Blaming a positive test on one of these products may be true because they can cause a positive on a steroid test. However, it would also be very easy to blame a positive test on a dietary supplement when they athlete was actually using a steroid. Since the actual supplements are rarely made public, it is easy to blame a positive test on a dietary supplement.

It doesn’t make a difference because a positive test is a positive test, right? Wrong. By these athletes blaming their positive test on dietary supplements instead of steroids they are in effect “passing the buck” That is, they are claiming ignorance, instead of taking responsibility, and they are hurting the multi-billion dollar dietary supplement industry in the process. This is not okay, not only because it creates false beliefs among the public about supplements, but also because it gives the federal government a reason to further restrict what you can buy without a prescription.

Would you like to have to go to your doctor to get a prescription for a multi-vitamin? What if you wanted to buy a protein supplement? Would you want to have to go to your doctor for that? I didn’t think so. These athletes and their organizations are being extremely irresponsible by using broad terms like dietary supplements when describing positive drug tests.

The NCAA and other governing organizations should be forced to reveal what exact substance these athletes are testing positive for. By not doing so these organizations are allowing athletes to save face at the expense of an entire multi-billion dollar industry. By forcing the NCAA and other governing bodies to name the specific substance that was tested positive for they would eliminate all confusion on what is and is not the cause of positive tests.
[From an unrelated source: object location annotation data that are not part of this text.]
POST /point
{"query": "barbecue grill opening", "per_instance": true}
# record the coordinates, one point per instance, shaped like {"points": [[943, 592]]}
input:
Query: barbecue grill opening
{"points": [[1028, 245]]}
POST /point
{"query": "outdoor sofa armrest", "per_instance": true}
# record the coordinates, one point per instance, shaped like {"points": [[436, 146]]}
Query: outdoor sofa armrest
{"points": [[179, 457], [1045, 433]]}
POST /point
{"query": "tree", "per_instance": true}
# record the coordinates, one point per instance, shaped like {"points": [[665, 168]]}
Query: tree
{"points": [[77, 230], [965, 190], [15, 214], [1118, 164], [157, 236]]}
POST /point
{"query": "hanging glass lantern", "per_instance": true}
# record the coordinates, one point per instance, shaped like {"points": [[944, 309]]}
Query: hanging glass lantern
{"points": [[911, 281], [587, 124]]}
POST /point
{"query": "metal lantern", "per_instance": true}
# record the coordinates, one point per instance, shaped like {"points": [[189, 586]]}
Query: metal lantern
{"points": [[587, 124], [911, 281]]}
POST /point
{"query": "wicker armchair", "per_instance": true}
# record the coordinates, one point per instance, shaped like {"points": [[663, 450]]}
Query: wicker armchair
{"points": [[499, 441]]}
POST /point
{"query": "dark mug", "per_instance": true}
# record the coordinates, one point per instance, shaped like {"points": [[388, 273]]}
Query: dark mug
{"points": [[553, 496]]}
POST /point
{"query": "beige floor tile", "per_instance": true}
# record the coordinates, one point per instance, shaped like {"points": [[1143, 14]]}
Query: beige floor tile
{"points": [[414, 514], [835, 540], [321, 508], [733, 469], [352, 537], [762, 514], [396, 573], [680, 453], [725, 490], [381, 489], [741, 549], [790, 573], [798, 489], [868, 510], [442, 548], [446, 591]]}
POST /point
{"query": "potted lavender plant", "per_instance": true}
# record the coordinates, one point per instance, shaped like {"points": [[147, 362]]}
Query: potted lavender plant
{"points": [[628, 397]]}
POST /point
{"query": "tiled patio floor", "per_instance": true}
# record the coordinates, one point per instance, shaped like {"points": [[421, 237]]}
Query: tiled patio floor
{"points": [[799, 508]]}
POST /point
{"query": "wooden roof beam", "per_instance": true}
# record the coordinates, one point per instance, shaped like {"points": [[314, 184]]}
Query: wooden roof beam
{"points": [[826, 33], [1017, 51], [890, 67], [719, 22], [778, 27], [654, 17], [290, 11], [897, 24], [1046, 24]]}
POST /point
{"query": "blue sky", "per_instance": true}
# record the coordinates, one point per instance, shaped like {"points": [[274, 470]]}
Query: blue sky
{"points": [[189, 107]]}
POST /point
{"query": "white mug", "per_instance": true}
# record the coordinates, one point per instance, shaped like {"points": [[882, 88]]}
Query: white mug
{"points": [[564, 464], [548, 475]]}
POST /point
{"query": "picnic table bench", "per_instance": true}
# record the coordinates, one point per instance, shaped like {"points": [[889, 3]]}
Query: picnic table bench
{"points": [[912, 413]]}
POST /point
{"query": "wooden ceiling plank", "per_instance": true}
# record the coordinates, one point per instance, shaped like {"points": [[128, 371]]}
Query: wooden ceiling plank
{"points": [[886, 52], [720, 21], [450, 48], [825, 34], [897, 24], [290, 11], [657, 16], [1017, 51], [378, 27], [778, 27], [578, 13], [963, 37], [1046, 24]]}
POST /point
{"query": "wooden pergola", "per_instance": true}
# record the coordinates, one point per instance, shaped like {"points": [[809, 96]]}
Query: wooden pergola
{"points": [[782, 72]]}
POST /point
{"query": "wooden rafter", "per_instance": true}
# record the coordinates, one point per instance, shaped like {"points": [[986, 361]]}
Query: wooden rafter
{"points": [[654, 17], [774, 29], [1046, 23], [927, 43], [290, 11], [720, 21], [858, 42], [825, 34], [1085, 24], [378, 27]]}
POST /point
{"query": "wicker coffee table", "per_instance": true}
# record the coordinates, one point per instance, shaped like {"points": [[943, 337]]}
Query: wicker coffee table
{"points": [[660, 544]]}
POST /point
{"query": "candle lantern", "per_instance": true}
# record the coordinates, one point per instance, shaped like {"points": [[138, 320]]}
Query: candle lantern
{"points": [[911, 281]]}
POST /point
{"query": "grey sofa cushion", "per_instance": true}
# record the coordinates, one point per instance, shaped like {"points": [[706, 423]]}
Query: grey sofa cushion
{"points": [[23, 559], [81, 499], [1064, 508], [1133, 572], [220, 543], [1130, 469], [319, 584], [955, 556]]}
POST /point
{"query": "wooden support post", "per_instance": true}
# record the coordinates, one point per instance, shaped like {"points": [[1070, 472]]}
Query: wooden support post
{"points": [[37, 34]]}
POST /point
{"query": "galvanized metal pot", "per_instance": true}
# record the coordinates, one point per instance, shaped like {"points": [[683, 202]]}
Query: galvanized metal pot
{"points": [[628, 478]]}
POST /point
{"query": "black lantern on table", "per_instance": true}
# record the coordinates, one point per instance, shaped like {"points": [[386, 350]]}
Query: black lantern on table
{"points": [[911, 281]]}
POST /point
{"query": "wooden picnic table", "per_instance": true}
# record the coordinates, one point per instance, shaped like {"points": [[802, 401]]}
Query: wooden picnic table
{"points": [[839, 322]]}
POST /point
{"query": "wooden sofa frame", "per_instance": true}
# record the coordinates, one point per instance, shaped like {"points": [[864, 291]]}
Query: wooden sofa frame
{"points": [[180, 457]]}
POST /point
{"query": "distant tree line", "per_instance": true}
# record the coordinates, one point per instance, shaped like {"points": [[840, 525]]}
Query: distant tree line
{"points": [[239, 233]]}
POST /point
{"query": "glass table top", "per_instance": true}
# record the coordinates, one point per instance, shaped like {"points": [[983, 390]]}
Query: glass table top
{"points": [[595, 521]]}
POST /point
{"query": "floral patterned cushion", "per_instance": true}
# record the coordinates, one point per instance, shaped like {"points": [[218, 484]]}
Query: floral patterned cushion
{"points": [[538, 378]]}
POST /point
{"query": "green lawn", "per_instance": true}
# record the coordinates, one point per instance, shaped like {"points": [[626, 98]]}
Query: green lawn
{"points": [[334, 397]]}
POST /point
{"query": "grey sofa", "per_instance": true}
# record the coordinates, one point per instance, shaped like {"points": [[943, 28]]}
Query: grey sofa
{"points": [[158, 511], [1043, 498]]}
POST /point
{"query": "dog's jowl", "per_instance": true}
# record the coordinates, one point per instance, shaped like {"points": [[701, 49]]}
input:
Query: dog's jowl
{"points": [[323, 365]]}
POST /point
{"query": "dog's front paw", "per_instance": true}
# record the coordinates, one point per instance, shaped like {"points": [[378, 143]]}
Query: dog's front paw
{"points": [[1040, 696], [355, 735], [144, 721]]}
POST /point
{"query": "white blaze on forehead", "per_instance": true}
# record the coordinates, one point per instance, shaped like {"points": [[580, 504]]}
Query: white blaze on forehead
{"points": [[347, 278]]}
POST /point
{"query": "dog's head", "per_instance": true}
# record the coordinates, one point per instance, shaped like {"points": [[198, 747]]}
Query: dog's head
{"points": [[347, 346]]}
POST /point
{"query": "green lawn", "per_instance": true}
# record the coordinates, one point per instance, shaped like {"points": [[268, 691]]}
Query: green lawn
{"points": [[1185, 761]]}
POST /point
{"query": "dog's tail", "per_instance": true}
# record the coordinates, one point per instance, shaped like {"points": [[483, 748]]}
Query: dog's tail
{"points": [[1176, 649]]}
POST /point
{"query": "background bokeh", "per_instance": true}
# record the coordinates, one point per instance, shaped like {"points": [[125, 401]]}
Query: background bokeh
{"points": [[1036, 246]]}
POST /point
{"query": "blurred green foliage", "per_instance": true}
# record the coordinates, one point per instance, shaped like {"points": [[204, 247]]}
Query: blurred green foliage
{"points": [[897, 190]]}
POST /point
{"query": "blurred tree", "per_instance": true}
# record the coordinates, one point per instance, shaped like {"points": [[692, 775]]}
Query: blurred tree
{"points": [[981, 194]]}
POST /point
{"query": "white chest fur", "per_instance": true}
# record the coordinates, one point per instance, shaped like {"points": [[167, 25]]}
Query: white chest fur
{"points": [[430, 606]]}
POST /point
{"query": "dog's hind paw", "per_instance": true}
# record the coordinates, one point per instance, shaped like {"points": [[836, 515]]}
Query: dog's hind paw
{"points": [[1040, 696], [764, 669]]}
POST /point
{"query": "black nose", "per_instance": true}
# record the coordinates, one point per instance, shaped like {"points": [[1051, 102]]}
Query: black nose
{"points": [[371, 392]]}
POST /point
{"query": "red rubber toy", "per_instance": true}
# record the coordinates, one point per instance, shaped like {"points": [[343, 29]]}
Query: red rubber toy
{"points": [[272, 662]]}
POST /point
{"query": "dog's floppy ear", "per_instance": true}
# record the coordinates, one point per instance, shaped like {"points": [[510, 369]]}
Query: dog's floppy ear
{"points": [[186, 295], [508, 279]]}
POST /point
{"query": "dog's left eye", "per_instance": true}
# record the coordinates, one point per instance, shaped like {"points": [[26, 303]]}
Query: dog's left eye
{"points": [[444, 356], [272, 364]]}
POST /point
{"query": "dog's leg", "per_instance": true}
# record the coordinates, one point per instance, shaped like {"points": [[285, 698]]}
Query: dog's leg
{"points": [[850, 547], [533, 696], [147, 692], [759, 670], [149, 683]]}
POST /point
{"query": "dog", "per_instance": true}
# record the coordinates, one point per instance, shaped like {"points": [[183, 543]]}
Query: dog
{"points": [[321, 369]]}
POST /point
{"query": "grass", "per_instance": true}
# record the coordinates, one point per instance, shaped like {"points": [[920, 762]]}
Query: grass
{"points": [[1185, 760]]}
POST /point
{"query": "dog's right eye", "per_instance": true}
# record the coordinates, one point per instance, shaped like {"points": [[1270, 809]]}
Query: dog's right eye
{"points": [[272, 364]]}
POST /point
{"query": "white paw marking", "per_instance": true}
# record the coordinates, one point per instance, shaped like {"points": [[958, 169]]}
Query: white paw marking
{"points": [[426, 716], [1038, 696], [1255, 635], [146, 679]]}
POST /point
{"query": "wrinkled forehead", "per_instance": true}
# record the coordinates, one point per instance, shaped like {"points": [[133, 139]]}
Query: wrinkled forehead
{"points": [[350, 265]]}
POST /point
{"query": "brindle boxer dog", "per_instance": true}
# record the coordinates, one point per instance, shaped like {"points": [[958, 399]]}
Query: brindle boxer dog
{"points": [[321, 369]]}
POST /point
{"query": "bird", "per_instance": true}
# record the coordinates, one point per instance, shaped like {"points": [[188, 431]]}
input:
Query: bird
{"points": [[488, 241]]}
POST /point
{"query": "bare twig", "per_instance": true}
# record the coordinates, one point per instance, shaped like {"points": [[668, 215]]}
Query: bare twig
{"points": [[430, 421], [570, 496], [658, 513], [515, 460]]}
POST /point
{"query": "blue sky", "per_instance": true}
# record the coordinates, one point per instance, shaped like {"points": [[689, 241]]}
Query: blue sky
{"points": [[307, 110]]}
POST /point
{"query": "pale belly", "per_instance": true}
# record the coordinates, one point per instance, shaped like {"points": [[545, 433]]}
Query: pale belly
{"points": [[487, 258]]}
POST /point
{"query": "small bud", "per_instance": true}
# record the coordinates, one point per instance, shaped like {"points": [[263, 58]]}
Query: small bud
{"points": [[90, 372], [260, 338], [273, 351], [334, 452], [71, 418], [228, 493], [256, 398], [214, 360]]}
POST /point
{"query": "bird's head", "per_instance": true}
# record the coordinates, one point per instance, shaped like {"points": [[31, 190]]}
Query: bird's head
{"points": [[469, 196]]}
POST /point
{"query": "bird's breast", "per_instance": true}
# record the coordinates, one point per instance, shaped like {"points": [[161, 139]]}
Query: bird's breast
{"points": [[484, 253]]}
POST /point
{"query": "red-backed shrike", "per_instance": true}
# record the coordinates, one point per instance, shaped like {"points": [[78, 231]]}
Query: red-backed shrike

Either that or governing bodies including the NCAA and the press should be educated in the proper terminology of the dietary supplement industry. Painting reactive tests with the term “dietary supplements” is inaccurate, unfair and irresponsible.

Take for example Rafael Palmeiro, everyone remembers his overly compelling capital hill testimony. How ironic that just a few weeks later Rafael tested positive for Stanozolol, a steroid. Palmeiro tried hard to pass the blame. He blamed “tainted” dietary supplements, and when that didn’t fly he blamed a vitamin B12 shot. Well stanozol is a very specific and popular steroid. There is no possible way that a positive for stanazolol can be from dietary supplements or B12. After people started realizing this, Palmeiro started claiming ignorance, saying that he never knowingly took steroids. Well I guess Rafael will be making a good living after baseball considering he is the only person on earth that knows where to find pills that jump off the table into your mouth on their own. What a cool idea, the little blue pill could be come the little blue jumping pill. That would be neat to see.

There needs to be some accountability among athletes for their positive tests. Those who test positive should not be allowed to pass the blame onto the dietary supplement industry. These athletes should be shown for what they really did. Did they take a pro-hormone because they were too stupid to read the label? Or did they take steroids? Knowing that if they were caught they could claim ignorance and blame “tainted” supplements. We will never know until the governing bodies start naming specific substances responsible for positive tests.